Preguntas frecuentes sobre galletas caseras fáciles

¡Seguro que tienes dudas! Después de años haciendo estas galletas y de enseñar la receta a todas mis amigas, estas son las preguntas que siempre me hacen. ¡Aquí te las respondo todas!

¿Puedo usar margarina en lugar de mantequilla?

¡Ay, qué pregunta más buena! La verdad es que sí puedes, pero… ¿te digo un secreto? Las galletas no quedan igual de ricas. La mantequilla les da ese sabor y textura que las hace especiales. Si no tienes más remedio, usa margarina, pero asegúrate de que sea para repostería. Eso sí, ¡no me hagas responsable si no saben igual de deliciosas!

¿Cómo sé cuándo están listas las galletas?

¡Tranquila que esto siempre nos pasa a todos al principio! El truco está en los bordes: cuando veas que empiezan a dorarse, aunque el centro parezca un poco blando, es el momento de sacarlas. Créeme, siguen cocinándose fuera del horno. Si esperas a que estén doradas por completo, ¡acabarán duras como piedras!

¿Puedo hacer el doble de cantidad?

¡Claro que sí! Esta receta se multiplica perfectamente. De hecho, yo casi siempre hago doble porque… ¿quién puede resistirse a solo 24 galletas? Solo un consejo: si duplicas la receta, mejor haz dos tandas en el horno en lugar de meter todas a la vez. Así se cocinan uniformemente.
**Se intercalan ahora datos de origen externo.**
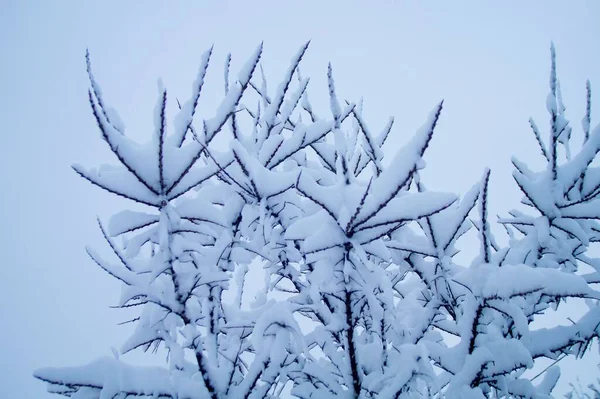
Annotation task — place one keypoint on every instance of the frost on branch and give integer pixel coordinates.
(296, 261)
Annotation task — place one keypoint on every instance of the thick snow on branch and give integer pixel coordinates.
(293, 262)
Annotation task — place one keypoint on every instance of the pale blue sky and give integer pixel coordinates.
(488, 60)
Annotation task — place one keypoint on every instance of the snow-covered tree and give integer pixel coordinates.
(295, 262)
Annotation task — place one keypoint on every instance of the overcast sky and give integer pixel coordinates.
(488, 60)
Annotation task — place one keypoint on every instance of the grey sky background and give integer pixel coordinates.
(488, 60)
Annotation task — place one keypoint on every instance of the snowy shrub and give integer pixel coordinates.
(295, 262)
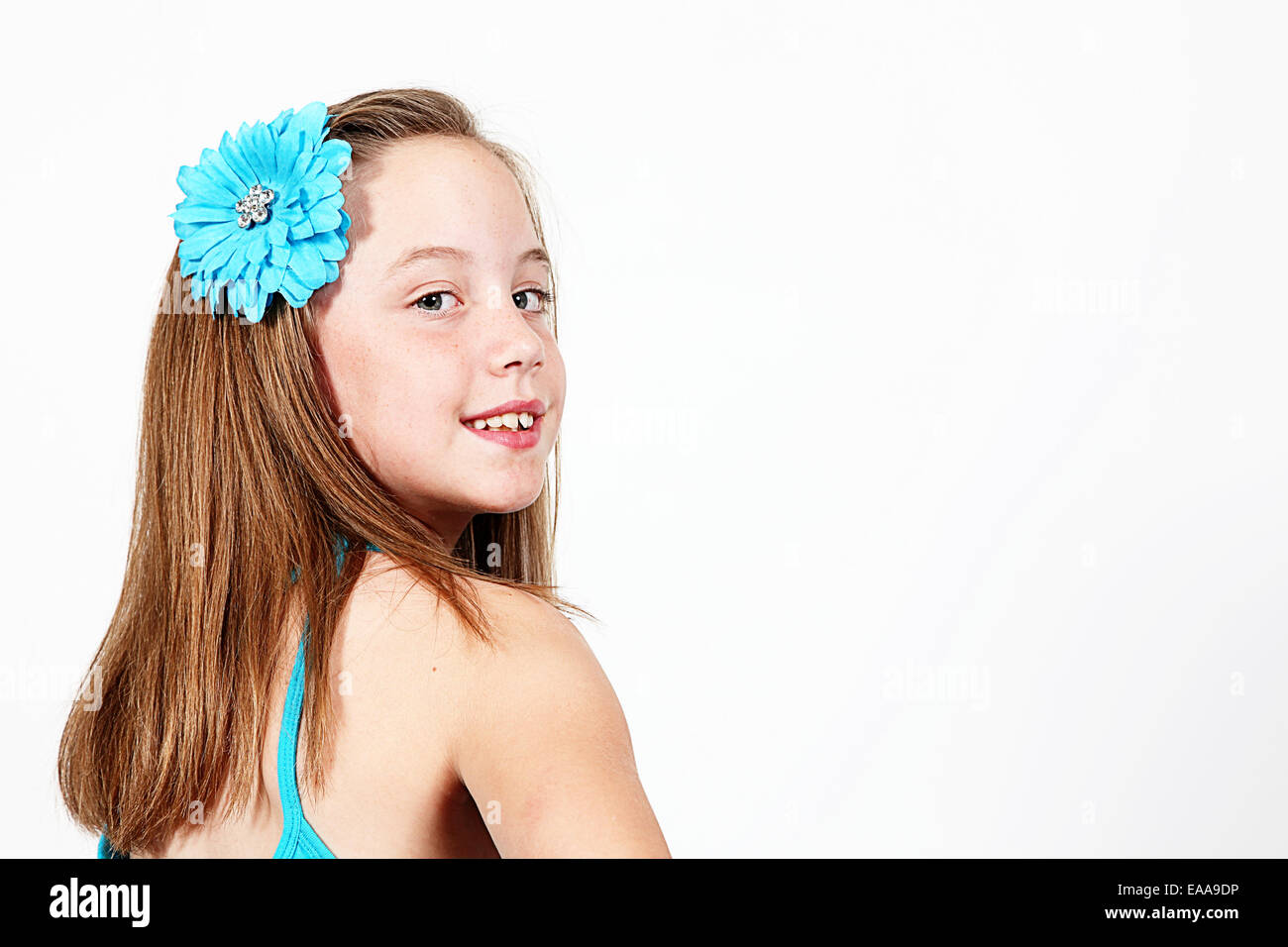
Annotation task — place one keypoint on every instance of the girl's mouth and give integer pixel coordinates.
(506, 436)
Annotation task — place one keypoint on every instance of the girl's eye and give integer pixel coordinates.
(523, 299)
(434, 300)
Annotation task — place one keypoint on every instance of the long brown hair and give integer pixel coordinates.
(245, 480)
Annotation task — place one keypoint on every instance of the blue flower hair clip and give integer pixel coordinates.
(263, 215)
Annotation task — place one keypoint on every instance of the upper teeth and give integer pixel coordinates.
(507, 420)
¿Por qué mis galletas quedan planas?

¡Ah, el clásico problema! Seguro que tu mantequilla estaba demasiado blanda o derretida. Para la próxima, déjala a temperatura ambiente solo el tiempo necesario. Otro truco: puedes refrigerar la masa 30 minutos antes de hornear si notas que está muy blanda. ¡Verás qué diferencia!

¿Se puede congelar la masa?

¡Por supuesto! Es uno de mis trucos favoritos. Forma las bolitas, ponlas en una bandeja y congélalas separadas. Cuando estén duras, mételas en una bolsa hermética. Así puedes hornear galletas frescas ¡cuando te apetezcan! Solo añade 1-2 minutos más al tiempo de horneado si las cocinas congeladas.

Montón de galletas caseras fáciles doradas y crujientes en un plato gris.

Galletas caseras fáciles doradas apiladas en un plato beige sobre una mesa blanca

Galletas caseras fáciles

Receta sencilla para hacer galletas caseras en pocos pasos. Perfectas para acompañar el café o como merienda.
Tiempo de preparación 15 minutos
Tiempo de cocción 10 minutos
Tiempo Total 25 minutos
Raciones: 24 galletas
Plato: Merienda, Postre
Cocina: Casera
Calorías: 80

Ingredientes
  

Ingredientes principales
  • 200 g harina de trigo
  • 100 g mantequilla a temperatura ambiente
  • 100 g azúcar
  • 1 huevo
  • 1 cucharadita esencia de vainilla
  • 1 pizca sal

Equipo

  • Batidora
  • Bandeja para horno
  • Papel para hornear

Method
 

  1. Precalienta el horno a 180°C y cubre una bandeja con papel para hornear.
  2. En un bol, bate la mantequilla con el azúcar hasta obtener una mezcla cremosa.
  3. Añade el huevo y la esencia de vainilla, y mezcla bien.
  4. Incorpora la harina y la sal poco a poco hasta formar una masa homogénea.
  5. Forma pequeñas bolas con la masa y colócalas en la bandeja, dejando espacio entre ellas.
  6. Hornea durante 10 minutos o hasta que las galletas estén doradas.
  7. Deja enfriar antes de servir.

Notas

Puedes añadir chispas de chocolate o nueces picadas a la masa para variar el sabor.